These evaluations confirm that selective activation of CAD is essential for optimizing multi-party QCKA performance in real-world networks with mixed channel conditions.

Practical Implications and Future Directions

S-CAD offers a flexible post-processing mechanism for QCKA, enabling quantum networking deployments to dynamically adapt distillation strategy based on observed channel noise. Practically, parties can estimate link error rates post-quantum stage and decide CAD activation to maximize net secret key yield.

Theoretically, the asymptotic security proof provides tight bounds and highlights the tradeoff between error correction leakage and acceptance probability in increasingly large or heterogeneous networks. The findings indicate fundamental limitations of group CAD in homogeneous high-noise settings as network size grows, motivating further protocol improvements.

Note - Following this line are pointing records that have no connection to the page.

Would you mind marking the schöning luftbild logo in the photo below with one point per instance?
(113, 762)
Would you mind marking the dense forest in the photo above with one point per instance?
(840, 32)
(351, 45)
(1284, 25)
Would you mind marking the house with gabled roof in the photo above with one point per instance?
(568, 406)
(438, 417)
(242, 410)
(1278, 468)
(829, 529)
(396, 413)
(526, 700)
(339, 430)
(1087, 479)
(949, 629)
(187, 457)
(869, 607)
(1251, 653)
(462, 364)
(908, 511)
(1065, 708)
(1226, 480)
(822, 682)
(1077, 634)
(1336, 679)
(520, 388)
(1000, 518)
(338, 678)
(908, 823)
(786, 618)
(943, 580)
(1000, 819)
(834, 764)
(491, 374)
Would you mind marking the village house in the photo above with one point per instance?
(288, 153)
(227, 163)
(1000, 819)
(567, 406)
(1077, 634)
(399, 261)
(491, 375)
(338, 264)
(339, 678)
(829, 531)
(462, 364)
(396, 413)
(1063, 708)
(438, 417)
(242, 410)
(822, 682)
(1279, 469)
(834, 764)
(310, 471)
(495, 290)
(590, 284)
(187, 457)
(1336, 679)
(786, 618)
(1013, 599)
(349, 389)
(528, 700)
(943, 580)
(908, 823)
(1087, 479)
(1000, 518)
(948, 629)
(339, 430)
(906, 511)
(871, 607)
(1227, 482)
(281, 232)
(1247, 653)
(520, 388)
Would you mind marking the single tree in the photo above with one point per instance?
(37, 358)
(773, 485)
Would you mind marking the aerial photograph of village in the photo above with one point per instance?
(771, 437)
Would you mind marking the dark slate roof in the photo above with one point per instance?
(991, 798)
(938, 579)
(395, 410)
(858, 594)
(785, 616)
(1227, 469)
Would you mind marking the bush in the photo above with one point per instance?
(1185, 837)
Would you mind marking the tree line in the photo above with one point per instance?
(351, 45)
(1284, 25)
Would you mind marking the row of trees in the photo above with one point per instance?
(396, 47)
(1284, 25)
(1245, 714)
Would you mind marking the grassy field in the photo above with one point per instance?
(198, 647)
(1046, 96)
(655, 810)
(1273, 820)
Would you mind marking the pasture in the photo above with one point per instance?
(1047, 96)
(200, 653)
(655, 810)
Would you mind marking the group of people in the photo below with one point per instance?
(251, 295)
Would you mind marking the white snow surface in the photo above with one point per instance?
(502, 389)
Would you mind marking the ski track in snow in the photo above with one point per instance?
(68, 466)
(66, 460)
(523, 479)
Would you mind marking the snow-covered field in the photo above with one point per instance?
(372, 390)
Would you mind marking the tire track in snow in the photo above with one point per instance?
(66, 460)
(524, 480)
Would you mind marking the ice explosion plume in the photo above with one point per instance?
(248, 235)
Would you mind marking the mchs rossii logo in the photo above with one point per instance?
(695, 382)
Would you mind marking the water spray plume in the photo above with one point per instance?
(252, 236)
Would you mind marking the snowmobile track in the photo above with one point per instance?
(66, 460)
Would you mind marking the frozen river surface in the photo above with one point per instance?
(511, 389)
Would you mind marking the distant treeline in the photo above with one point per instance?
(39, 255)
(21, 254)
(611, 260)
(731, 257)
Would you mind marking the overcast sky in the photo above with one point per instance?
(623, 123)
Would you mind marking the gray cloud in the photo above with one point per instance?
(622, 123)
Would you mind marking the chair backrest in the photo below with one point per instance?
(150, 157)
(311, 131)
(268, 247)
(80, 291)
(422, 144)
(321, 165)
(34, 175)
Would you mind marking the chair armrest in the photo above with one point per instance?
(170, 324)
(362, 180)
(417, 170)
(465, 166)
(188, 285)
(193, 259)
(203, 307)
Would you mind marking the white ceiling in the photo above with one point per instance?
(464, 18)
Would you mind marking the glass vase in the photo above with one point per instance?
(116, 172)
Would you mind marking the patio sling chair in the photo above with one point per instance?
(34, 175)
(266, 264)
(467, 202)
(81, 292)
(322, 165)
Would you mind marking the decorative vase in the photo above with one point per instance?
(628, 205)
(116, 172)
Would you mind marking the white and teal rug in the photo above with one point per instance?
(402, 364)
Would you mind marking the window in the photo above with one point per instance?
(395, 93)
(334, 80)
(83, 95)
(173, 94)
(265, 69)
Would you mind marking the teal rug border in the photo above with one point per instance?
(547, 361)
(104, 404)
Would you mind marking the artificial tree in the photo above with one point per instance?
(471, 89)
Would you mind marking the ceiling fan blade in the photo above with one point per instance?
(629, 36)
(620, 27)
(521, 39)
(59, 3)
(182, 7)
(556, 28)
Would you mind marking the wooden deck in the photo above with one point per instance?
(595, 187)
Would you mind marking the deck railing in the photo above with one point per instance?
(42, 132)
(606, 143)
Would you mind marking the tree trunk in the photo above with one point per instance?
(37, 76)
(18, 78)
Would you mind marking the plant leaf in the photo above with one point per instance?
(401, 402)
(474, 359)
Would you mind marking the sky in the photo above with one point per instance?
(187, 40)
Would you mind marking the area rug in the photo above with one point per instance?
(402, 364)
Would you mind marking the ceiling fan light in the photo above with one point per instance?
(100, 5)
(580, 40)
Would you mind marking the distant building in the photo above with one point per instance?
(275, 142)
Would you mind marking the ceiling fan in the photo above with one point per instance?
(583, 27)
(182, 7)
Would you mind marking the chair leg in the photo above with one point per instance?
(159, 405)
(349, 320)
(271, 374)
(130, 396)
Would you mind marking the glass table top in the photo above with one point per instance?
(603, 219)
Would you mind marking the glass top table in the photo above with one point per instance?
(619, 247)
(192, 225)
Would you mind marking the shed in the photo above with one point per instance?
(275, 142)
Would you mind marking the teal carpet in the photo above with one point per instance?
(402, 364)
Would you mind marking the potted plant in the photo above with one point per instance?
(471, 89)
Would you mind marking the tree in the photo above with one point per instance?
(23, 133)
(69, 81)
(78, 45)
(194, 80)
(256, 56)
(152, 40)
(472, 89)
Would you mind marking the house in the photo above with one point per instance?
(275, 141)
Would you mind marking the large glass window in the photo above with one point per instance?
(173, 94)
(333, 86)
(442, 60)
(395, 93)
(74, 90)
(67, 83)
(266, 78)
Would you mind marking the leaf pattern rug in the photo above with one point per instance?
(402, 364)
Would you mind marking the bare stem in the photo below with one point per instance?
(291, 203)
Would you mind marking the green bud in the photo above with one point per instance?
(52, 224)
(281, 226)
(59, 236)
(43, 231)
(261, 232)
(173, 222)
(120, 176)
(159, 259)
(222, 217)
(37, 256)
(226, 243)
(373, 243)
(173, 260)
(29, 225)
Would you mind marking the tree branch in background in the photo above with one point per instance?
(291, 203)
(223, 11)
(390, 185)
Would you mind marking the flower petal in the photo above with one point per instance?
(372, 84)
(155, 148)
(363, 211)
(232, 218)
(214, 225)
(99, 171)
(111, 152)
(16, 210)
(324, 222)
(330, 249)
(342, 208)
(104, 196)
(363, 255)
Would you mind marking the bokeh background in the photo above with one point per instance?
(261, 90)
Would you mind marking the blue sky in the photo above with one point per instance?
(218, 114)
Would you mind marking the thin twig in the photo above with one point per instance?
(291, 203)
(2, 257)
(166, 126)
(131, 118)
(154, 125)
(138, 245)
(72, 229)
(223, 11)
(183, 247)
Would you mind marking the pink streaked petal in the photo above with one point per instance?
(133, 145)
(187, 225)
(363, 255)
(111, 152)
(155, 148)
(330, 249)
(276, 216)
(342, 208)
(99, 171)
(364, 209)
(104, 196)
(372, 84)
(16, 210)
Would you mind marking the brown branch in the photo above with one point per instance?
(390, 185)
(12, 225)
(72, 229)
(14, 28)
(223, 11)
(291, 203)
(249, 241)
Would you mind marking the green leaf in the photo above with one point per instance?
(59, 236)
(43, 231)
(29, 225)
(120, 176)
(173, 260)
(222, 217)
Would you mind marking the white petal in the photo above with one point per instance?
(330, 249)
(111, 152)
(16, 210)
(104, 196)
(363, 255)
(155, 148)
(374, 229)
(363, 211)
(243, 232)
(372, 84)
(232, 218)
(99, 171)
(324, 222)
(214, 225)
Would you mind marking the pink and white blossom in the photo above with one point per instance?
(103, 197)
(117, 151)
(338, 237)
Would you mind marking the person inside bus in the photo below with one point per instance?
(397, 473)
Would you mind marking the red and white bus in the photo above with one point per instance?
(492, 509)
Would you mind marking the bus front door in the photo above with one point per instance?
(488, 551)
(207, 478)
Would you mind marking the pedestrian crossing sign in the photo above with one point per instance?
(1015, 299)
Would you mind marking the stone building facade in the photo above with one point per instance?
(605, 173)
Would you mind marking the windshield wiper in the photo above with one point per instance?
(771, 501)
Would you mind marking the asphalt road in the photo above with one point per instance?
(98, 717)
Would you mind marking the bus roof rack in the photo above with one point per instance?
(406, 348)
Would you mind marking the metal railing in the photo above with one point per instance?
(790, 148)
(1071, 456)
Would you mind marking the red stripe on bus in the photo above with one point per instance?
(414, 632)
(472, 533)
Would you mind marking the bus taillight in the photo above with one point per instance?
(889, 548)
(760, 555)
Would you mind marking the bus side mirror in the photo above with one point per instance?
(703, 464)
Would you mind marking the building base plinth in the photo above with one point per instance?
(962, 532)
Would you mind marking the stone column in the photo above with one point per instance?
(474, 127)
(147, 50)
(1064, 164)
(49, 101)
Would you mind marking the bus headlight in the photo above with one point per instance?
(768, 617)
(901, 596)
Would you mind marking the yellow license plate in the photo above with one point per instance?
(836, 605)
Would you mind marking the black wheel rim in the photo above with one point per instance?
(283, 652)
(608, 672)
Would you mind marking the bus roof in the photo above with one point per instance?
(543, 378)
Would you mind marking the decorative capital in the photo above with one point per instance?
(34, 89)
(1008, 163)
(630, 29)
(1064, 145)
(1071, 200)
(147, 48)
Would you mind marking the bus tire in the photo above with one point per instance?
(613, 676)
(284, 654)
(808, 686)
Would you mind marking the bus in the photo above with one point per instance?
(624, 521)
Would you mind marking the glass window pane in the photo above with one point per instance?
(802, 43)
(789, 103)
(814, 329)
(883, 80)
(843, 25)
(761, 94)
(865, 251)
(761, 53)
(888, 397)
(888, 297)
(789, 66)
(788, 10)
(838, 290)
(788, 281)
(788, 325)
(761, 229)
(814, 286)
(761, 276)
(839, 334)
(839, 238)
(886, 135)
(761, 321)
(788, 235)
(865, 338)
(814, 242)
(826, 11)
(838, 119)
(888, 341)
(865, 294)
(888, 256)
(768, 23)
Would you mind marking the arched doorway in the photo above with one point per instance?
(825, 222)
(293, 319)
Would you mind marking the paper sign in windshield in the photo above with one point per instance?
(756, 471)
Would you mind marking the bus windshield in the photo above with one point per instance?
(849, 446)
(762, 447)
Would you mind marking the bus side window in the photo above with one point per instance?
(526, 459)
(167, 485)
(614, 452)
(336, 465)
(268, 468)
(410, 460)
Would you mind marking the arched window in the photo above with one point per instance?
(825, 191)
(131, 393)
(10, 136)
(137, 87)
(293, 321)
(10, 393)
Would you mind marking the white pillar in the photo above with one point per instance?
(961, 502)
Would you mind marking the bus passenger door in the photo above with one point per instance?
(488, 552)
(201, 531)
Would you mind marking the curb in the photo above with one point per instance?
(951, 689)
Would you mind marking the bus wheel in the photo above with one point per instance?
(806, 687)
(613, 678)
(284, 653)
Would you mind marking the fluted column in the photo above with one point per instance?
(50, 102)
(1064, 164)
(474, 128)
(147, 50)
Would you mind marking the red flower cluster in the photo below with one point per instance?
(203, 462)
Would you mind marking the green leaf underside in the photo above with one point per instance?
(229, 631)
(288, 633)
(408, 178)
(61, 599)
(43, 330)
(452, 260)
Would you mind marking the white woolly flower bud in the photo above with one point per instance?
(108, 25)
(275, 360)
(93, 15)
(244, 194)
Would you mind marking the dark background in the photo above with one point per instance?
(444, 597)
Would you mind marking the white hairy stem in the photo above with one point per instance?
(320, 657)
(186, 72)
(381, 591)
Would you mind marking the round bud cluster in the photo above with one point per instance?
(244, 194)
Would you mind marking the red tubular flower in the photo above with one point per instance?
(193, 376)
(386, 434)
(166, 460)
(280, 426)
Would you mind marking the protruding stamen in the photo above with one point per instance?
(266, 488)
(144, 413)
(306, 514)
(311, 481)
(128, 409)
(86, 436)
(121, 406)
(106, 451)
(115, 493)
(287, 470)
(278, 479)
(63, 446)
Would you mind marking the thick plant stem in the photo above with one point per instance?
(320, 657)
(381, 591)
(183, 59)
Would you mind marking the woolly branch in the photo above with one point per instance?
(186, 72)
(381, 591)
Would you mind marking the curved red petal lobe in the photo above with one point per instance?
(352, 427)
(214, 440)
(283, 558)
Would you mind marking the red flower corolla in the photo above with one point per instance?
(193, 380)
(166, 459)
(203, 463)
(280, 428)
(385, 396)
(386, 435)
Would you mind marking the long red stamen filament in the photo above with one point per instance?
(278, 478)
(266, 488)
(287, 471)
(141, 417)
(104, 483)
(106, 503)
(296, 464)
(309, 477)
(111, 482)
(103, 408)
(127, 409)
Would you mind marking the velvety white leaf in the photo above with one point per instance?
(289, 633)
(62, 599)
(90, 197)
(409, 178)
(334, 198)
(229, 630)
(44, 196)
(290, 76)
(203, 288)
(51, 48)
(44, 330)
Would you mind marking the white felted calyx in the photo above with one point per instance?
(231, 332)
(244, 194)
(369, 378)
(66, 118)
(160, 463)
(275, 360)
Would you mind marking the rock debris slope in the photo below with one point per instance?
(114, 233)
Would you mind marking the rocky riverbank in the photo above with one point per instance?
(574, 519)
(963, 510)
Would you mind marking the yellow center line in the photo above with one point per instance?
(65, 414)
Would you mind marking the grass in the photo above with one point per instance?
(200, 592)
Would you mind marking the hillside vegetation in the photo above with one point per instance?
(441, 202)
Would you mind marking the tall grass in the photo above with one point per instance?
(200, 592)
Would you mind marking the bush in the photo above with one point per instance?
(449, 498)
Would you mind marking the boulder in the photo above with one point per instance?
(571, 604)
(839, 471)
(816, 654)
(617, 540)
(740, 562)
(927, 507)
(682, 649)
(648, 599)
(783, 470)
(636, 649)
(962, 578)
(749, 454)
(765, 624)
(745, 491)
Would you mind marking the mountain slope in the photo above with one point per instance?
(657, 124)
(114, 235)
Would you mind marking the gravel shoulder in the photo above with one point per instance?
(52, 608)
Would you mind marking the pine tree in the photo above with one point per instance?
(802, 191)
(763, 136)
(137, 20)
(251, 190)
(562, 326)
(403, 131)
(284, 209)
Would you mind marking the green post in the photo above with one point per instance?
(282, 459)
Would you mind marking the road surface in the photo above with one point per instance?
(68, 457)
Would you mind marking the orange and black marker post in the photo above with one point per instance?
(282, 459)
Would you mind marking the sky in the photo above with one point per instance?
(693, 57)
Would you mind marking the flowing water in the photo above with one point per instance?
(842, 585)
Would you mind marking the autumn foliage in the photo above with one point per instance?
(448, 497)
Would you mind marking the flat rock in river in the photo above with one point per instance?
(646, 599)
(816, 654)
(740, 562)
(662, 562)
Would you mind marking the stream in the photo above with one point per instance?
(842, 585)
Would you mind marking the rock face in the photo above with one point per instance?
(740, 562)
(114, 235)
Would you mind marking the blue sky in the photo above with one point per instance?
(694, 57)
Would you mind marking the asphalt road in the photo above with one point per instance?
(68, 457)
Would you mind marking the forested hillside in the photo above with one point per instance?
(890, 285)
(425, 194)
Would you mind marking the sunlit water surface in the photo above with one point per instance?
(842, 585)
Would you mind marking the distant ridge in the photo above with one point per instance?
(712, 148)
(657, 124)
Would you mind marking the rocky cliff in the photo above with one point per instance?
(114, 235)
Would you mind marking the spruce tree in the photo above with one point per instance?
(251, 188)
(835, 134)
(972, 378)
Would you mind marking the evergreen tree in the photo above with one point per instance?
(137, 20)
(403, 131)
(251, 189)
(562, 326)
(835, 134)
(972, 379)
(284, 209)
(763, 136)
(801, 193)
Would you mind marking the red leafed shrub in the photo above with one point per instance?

Potential future work includes extending proofs to finite-key settings, exploring reuse of discarded raw key bits for subgroup keying or random number generation, and constructing CAD protocols with reduced sampling overhead or improved efficiency in large, nearly homogeneous networks.

Conclusion

The introduction of Selective Classical Advantage Distillation (S-CAD) for QCKA establishes an efficient, rigorously analyzed approach for multi-party quantum key agreement, maximizing secret key rates by selectively mitigating error correction leakage in heterogeneous networks. The theoretical analysis, supported by extensive evaluations, clarifies when and how CAD should be applied for optimal performance, setting the stage for adaptive, scalable quantum networking (2605.02588).